Apologies in advance if I missed some reference used in this notebook. Please contact me if that is the case, and I will gladly include it here.

## **OPTION 1**. Run this notebook **locally in your computer**:
1. Confirm that you have the '3dasm' mamba (or conda) environment (see Lecture 1).
2. Go to the 3dasm_course folder in your computer and pull the last updates of the [repository](https://github.com/bessagroup/3dasm_course):
```
git pull
```
    - Note: if you can't pull the repo due to conflicts (and you can't handle these conflicts), use this command (with **caution**!) and your repo becomes the same as the one online:
        ```
        git reset --hard origin/main
        ```
3. Open command window and load jupyter notebook (it will open in your internet browser):
```
jupyter notebook
```
5. Open notebook of this Lecture and choose the '3dasm' kernel.

## **OPTION 2**. Use **Google's Colab** (no installation required, but times out if idle):

1. go to https://colab.research.google.com
2. login
3. File > Open notebook
4. click on Github (no need to login or authorize anything)
5. paste the git link: https://github.com/bessagroup/3dasm_course
6. click search and then click on the notebook for this Lecture.

In [1]:
# Basic plotting tools needed in Python.

import matplotlib.pyplot as plt # import plotting tools to create figures
import numpy as np # import numpy to handle a lot of things!

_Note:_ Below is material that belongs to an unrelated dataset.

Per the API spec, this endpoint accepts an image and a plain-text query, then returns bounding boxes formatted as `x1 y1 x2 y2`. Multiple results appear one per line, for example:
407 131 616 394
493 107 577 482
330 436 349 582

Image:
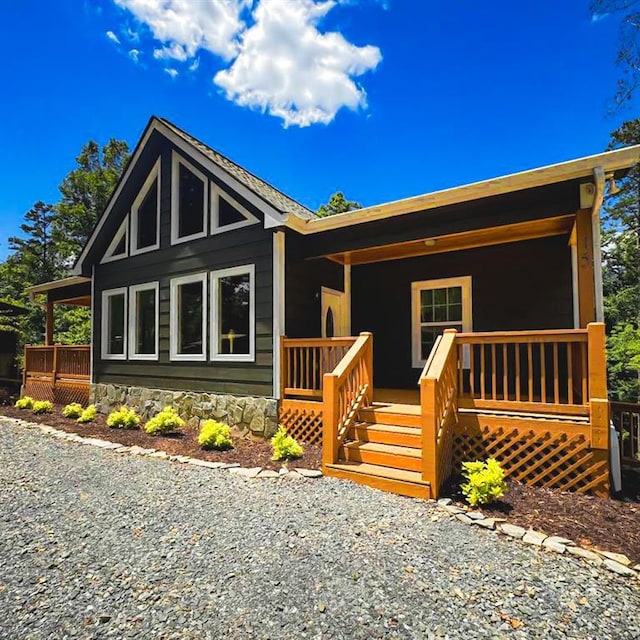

%config InlineBackend.figure_format = "retina" # render higher resolution images in the notebook
plt.rcParams["figure.figsize"] = (8,4) # rescale figure size appropriately for slides

In [2]:
# To limit the number of rows to show in a dataframe, for presentation purposes:
import pandas as pd

pd.set_option('display.max_rows', 10)

In [3]:
# If f3dasm is not found in current environment, install the correct version from pip
try:
    import f3dasm
except ModuleNotFoundError:
    %pip install f3dasm==1.5.3 --quiet
    import f3dasm



## Outline for today

* Handling data and handling pandas!
* Introducing a Python framework for data-driven design and analysis of structures and materials: `f3dasm`
* Application of knowledge gained in Lecture 1
* Understanding the governing model for the car stopping distance problem

**Reading material**: This notebook

## The car stopping distance problem (again!)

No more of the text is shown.